Thursday, November 30, 2006

The Hill on Mike Huckabee

The Hill, the newspaper for and about the U.S. Congress, published an article yesterday by David Hill, director of Hill Research Consultants. He had this to say about Mike Huckabee:

"Pols and pundits enamored by two presidential frontrunners inside the Beltway, namely Sens. John McCain (R-Ariz.) and Hillary Rodham Clinton (D-N.Y.), are ignoring the competitive advantages that governors and other non-senators have enjoyed in recent decades. If you are looking for better odds in 2008, think about someone like outgoing Arkansas Gov. Mike Huckabee, a rising star in conservative Republican circles."

There's more so read about it HERE.

Monday, November 27, 2006

My Decade as Governor: Infrastructure

Under Governor Mike Huckabee, Arkansas underwent the most extensive infrastructure refurbishment in the state's history. In today's installment of his "My Decade as Governor" series, he discusses the challenges and accomplishments in this area.

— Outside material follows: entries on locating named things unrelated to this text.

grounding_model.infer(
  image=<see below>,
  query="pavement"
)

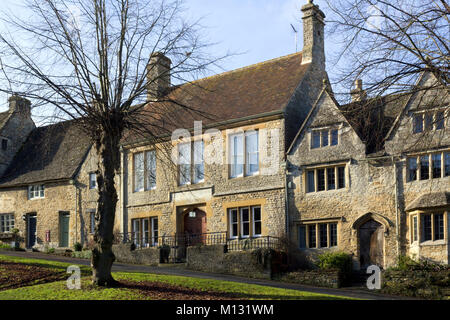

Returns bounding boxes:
[0,250,411,300]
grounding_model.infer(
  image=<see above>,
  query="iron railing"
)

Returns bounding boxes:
[114,231,282,251]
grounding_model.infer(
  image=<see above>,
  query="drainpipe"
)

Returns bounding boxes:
[391,156,400,257]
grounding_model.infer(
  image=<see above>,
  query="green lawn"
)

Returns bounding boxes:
[0,255,356,300]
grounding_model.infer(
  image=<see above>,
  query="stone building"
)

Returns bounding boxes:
[0,1,450,269]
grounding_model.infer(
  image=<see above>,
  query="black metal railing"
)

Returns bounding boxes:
[114,231,283,251]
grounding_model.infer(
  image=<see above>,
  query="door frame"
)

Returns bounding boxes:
[26,213,37,249]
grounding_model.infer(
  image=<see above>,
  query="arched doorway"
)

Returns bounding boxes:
[183,208,207,244]
[359,219,384,269]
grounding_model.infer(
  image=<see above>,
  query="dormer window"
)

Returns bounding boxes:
[413,111,445,133]
[2,139,8,151]
[311,128,339,149]
[28,184,45,200]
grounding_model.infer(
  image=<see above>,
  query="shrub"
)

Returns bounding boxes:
[73,242,83,251]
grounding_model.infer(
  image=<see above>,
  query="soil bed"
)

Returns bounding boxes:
[0,261,67,291]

Wednesday, November 22, 2006

Huckabee: "My Decade as Governor" Series

Governor Mike Huckabee, one of the longest-serving governors in the U.S., leaves office in January due to term limits. His remarkable tenure has been filled with firsts and accomplishments -- from entering office as only the second Republican governor of Arkansas since reconstruction to becoming the only Republican governor to be re-elected twice to moving the state forward in education, healthcare, technology and conservatism.

In the final months of his term, Huckabee has begun releasing a series of rememberances called "My Decade as Governor." We'll bring them to you as they come.

Sunday, November 19, 2006

Welcome New Bloggers for Huckabee Member

Please join me in welcoming the newest member of Bloggers 4 Huckabee, B4H Member #14 Peter of Trickypix.

How about hopping on over to welcome Peter to the team? -- click HERE.

Thank you, Peter!

NOTE: If you are a blogger who would like to join Bloggers 4 Huckabee and help spread the word about Gov. Mike Huckabee, look for the link under "Bloggers 4 Huckabee" in our sidebar.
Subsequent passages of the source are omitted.